Hester sacó un pañuelo de su pequeño bolso y lo dejó sobre la mesa para que Mary lo cogiera.
– Lo siento. Ojalá no hubiese tenido que darle esta noticia. Su hermano la buscó desesperadamente pero, que yo sepa, no consiguió dar con usted. ¿Estoy en lo cierto?
Mary negó con la cabeza. Alargó el brazo hasta el pañuelo blanco de algodón y de pronto vaciló. Estaba limpio y deslumbrante comparado con la manga gris de su uniforme de presa.
– Por favor… -la instó Hester.
Mary lo cogió y se enjugó las mejillas. Emanaba un ligero perfume, aunque tales cosas debían quedar muy alejadas de su mente en aquel momento.
Hester prosiguió, consciente de que los minutos iban discurriendo hacia el olvido.
;-El señor Durban era un héroe para sus hombres, pero ahora hay otras personas que se han propuesto desmantelar la Policía Fluvial, y están manchando su nombre con esa finalidad. Y sé donde nació y pasó los primeros años de su vida. Hablé con la señora Cordwainer… -Reparó en la sonrisa que asomaba a los labios de Mary, aunque empañada por su profunda pena-. También sé que usted ahorraba dinero y que le enviaba cuanto podía. ¿Sabe qué fue de él después de que se marchara del hospital?
Mary pestañeó y se enjugó las lágrimas de las mejillas.
– Sí. Estuvimos en contacto mucho tiempo. -Tragó saliva-. Hasta que me di cuenta de la clase de hombre que era Fishburn. -Bajó la vista-. Después de eso, estaba avergonzada, y me mantuve apartada de su camino. Cuando mataron a Fishburn, cambié de nombre y me mudé. Entonces abrí una casa de huéspedes y…

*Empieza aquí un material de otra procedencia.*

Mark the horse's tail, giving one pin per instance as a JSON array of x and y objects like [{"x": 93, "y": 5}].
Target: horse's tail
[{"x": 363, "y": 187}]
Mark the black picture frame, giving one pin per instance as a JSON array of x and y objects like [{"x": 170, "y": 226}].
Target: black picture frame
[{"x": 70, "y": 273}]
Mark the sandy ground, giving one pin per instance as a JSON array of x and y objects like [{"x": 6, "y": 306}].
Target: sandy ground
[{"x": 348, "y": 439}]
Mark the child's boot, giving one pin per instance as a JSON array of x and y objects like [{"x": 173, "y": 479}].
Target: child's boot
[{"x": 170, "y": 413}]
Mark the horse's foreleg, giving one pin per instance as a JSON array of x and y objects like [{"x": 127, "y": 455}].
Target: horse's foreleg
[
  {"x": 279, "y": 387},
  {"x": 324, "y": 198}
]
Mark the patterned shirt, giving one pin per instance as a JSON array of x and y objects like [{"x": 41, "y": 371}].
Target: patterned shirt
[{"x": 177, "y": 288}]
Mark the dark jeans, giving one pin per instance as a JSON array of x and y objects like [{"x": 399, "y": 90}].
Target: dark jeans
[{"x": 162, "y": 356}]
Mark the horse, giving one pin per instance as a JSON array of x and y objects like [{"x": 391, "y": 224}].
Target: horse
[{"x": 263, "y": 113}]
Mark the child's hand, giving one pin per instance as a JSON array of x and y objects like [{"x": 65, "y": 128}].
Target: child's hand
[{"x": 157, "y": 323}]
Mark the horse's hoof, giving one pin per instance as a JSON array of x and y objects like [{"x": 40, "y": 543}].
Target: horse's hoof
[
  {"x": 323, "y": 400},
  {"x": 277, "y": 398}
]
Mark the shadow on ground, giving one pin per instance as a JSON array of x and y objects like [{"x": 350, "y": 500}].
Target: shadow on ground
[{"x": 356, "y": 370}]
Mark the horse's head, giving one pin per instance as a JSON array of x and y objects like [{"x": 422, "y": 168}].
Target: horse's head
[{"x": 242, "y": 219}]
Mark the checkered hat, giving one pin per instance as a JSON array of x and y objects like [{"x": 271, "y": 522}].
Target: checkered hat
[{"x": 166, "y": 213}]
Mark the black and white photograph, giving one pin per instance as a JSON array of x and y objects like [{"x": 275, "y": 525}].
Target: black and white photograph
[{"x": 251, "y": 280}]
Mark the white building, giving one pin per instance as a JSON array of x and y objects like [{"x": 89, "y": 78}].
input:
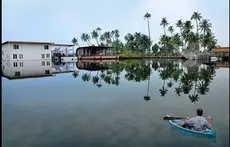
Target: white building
[
  {"x": 34, "y": 68},
  {"x": 26, "y": 69},
  {"x": 25, "y": 50}
]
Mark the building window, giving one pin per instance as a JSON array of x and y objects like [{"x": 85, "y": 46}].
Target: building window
[
  {"x": 14, "y": 56},
  {"x": 46, "y": 47},
  {"x": 21, "y": 64},
  {"x": 43, "y": 63},
  {"x": 16, "y": 46},
  {"x": 17, "y": 73},
  {"x": 15, "y": 64},
  {"x": 47, "y": 55},
  {"x": 20, "y": 56},
  {"x": 47, "y": 72}
]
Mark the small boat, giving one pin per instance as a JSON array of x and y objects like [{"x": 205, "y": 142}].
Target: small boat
[{"x": 204, "y": 133}]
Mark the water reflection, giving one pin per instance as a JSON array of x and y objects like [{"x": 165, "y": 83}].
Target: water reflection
[
  {"x": 189, "y": 77},
  {"x": 182, "y": 77}
]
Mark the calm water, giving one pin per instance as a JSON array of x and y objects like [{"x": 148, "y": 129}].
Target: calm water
[{"x": 112, "y": 104}]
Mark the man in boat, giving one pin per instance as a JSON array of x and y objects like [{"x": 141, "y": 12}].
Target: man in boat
[{"x": 198, "y": 122}]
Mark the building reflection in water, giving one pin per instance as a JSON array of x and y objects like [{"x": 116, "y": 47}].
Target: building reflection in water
[{"x": 34, "y": 69}]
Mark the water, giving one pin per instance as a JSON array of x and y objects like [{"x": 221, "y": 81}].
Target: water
[{"x": 117, "y": 106}]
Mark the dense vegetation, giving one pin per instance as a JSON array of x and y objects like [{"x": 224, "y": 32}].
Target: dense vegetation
[{"x": 190, "y": 37}]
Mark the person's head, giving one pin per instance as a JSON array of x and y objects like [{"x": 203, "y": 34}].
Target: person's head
[{"x": 199, "y": 112}]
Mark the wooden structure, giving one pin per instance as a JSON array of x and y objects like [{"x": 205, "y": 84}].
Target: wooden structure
[
  {"x": 222, "y": 52},
  {"x": 95, "y": 53},
  {"x": 93, "y": 66}
]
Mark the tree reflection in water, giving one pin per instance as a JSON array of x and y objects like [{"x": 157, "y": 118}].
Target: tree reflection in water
[{"x": 191, "y": 79}]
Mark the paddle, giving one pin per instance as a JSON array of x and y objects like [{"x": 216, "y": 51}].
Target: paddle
[{"x": 172, "y": 118}]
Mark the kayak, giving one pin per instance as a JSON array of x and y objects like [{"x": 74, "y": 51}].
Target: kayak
[{"x": 204, "y": 133}]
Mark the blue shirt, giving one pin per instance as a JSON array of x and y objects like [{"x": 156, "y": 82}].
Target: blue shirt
[{"x": 198, "y": 123}]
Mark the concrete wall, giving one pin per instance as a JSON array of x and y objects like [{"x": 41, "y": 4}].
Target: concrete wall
[
  {"x": 6, "y": 52},
  {"x": 31, "y": 68},
  {"x": 27, "y": 52}
]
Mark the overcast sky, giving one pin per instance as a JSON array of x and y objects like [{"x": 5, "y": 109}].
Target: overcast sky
[{"x": 61, "y": 20}]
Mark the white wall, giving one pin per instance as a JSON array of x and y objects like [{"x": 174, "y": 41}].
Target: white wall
[
  {"x": 6, "y": 52},
  {"x": 29, "y": 51},
  {"x": 62, "y": 48},
  {"x": 26, "y": 68}
]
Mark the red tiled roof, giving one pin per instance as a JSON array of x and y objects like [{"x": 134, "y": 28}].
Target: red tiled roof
[
  {"x": 35, "y": 42},
  {"x": 221, "y": 50}
]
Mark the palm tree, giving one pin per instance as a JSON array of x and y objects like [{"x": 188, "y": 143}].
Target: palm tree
[
  {"x": 85, "y": 77},
  {"x": 163, "y": 91},
  {"x": 112, "y": 35},
  {"x": 196, "y": 16},
  {"x": 95, "y": 35},
  {"x": 187, "y": 27},
  {"x": 148, "y": 16},
  {"x": 107, "y": 36},
  {"x": 85, "y": 37},
  {"x": 74, "y": 41},
  {"x": 155, "y": 48},
  {"x": 75, "y": 74},
  {"x": 194, "y": 98},
  {"x": 98, "y": 29},
  {"x": 178, "y": 90},
  {"x": 205, "y": 26},
  {"x": 179, "y": 24},
  {"x": 116, "y": 34},
  {"x": 171, "y": 30},
  {"x": 102, "y": 38},
  {"x": 164, "y": 23}
]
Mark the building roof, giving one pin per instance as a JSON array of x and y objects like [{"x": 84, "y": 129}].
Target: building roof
[
  {"x": 221, "y": 50},
  {"x": 61, "y": 44},
  {"x": 35, "y": 42},
  {"x": 94, "y": 47},
  {"x": 26, "y": 77}
]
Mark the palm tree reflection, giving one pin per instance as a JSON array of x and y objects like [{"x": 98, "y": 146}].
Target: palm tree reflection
[{"x": 181, "y": 79}]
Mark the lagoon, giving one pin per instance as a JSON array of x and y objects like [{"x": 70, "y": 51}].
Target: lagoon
[{"x": 115, "y": 104}]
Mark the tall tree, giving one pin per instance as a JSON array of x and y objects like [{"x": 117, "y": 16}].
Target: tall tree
[
  {"x": 95, "y": 36},
  {"x": 171, "y": 30},
  {"x": 148, "y": 16},
  {"x": 187, "y": 27},
  {"x": 179, "y": 24},
  {"x": 164, "y": 23},
  {"x": 205, "y": 26},
  {"x": 98, "y": 29},
  {"x": 196, "y": 16},
  {"x": 84, "y": 38},
  {"x": 117, "y": 34},
  {"x": 75, "y": 42}
]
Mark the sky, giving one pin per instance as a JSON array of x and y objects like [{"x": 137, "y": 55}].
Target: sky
[{"x": 60, "y": 20}]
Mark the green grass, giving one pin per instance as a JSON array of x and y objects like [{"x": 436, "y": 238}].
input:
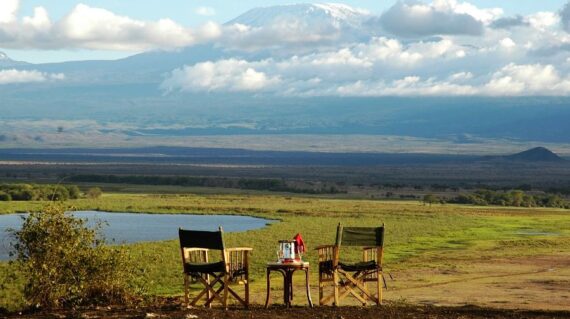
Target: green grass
[{"x": 429, "y": 235}]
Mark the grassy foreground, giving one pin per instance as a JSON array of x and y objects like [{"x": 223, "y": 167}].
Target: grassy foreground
[{"x": 417, "y": 235}]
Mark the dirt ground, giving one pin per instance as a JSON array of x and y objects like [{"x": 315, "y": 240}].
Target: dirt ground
[
  {"x": 535, "y": 283},
  {"x": 522, "y": 287},
  {"x": 387, "y": 312}
]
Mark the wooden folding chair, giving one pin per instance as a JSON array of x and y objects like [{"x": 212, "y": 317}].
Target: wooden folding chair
[
  {"x": 215, "y": 276},
  {"x": 351, "y": 279}
]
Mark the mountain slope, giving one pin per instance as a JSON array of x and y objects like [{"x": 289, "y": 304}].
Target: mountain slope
[
  {"x": 6, "y": 62},
  {"x": 537, "y": 154},
  {"x": 331, "y": 14}
]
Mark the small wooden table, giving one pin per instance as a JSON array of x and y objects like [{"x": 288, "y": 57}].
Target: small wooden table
[{"x": 287, "y": 270}]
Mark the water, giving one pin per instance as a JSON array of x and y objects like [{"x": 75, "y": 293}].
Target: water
[{"x": 130, "y": 228}]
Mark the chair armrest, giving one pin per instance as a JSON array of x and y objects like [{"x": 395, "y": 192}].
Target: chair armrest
[
  {"x": 199, "y": 255},
  {"x": 371, "y": 253},
  {"x": 327, "y": 252},
  {"x": 324, "y": 247},
  {"x": 246, "y": 249}
]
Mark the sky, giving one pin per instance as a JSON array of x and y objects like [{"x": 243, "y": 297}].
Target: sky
[
  {"x": 381, "y": 48},
  {"x": 193, "y": 13}
]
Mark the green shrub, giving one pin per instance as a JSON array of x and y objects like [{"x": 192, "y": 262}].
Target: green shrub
[
  {"x": 94, "y": 192},
  {"x": 66, "y": 263},
  {"x": 5, "y": 197}
]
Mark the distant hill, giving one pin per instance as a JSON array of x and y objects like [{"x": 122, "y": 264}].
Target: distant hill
[{"x": 537, "y": 154}]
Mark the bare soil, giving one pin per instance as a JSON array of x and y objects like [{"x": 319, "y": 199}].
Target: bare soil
[{"x": 388, "y": 312}]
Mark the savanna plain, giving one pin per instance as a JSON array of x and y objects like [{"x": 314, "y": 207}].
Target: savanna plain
[{"x": 435, "y": 255}]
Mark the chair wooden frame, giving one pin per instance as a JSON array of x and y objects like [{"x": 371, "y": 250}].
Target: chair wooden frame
[
  {"x": 352, "y": 282},
  {"x": 235, "y": 269}
]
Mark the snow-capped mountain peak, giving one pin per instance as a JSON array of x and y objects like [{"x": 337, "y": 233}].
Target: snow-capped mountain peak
[{"x": 334, "y": 14}]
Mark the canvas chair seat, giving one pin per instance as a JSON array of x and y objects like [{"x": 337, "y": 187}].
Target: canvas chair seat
[
  {"x": 215, "y": 277},
  {"x": 360, "y": 266},
  {"x": 193, "y": 268},
  {"x": 352, "y": 279},
  {"x": 327, "y": 266}
]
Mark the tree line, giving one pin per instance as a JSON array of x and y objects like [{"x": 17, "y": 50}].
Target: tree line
[
  {"x": 513, "y": 198},
  {"x": 41, "y": 192},
  {"x": 266, "y": 184}
]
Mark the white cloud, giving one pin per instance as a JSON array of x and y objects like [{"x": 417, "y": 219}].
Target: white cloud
[
  {"x": 225, "y": 75},
  {"x": 565, "y": 17},
  {"x": 533, "y": 79},
  {"x": 206, "y": 11},
  {"x": 95, "y": 28},
  {"x": 441, "y": 17},
  {"x": 12, "y": 76},
  {"x": 8, "y": 10}
]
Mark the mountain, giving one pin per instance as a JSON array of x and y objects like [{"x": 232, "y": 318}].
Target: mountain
[
  {"x": 6, "y": 62},
  {"x": 537, "y": 154},
  {"x": 336, "y": 15}
]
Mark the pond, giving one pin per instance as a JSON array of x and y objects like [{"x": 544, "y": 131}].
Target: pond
[{"x": 131, "y": 227}]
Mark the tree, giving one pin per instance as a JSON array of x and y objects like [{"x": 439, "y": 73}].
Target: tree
[
  {"x": 94, "y": 192},
  {"x": 74, "y": 192},
  {"x": 65, "y": 263}
]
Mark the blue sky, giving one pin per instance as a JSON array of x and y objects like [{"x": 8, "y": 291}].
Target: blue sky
[
  {"x": 408, "y": 48},
  {"x": 184, "y": 12}
]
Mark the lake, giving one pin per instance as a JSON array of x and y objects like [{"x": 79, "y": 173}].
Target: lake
[{"x": 135, "y": 227}]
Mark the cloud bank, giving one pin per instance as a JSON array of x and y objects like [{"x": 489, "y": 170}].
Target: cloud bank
[
  {"x": 437, "y": 47},
  {"x": 13, "y": 76}
]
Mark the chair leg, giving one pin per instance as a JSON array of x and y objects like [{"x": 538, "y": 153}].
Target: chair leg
[
  {"x": 209, "y": 293},
  {"x": 226, "y": 284},
  {"x": 379, "y": 283},
  {"x": 321, "y": 287},
  {"x": 186, "y": 290},
  {"x": 247, "y": 289},
  {"x": 336, "y": 288}
]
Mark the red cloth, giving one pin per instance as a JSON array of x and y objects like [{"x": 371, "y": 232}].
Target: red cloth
[{"x": 299, "y": 244}]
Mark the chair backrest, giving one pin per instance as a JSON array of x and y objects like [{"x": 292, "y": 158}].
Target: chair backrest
[
  {"x": 360, "y": 236},
  {"x": 201, "y": 239}
]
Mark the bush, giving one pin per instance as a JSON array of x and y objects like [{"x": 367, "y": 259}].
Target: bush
[
  {"x": 5, "y": 197},
  {"x": 66, "y": 263},
  {"x": 94, "y": 192}
]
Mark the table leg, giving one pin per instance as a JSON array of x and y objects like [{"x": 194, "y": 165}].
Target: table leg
[
  {"x": 268, "y": 289},
  {"x": 287, "y": 288},
  {"x": 308, "y": 288}
]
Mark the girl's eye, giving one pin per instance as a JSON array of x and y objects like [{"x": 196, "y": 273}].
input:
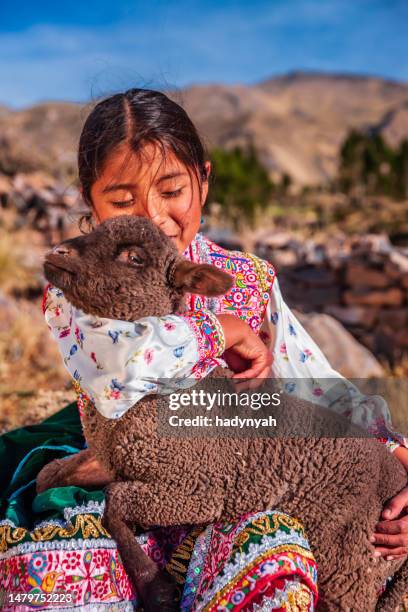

– No es preciso que me lo cuente -interrumpió Hester-. Sé cómo llegó usted aquí. Me figuro que por eso no pudo encontrarla su hermano.
Mary levantó la vista.
– No quería que supiera dónde estaba. Supongo que las pocas personas que me conocen le mintieron para ocultárselo. Sin duda sabían que yo no quería que supiera siquiera… que supiera que había caído tan bajo. Cuando era pequeño… me admiraba. Estábamos… -Volvió a bajar la vista-. Estábamos muy unidos entonces… todo lo unidos que se podía estar, habida cuenta de lo poco que nos veíamos. Pero nunca dejé de pensar en él. Ojalá…
Sin darse cuenta, Hester alargó el brazo y cogió la mano que Mary tenía sobre la rugosa mesa.
– Me parece que lo habría comprendido. Era un buen hombre, y sabía que no hay nadie sin tacha. Odiaba la crueldad, e incluso él forzaba un poco la ley para impedir que alguien hiciera daño a las mujeres y sobre todo a los niños. Muchas personas lo admiraban, pero también había algunas que lo odiaban, y unas pocas que se morían de miedo cuando oían mencionar su nombre. No lo ponga en un pedestal, Mary, ni piense que la tenía a usted en uno.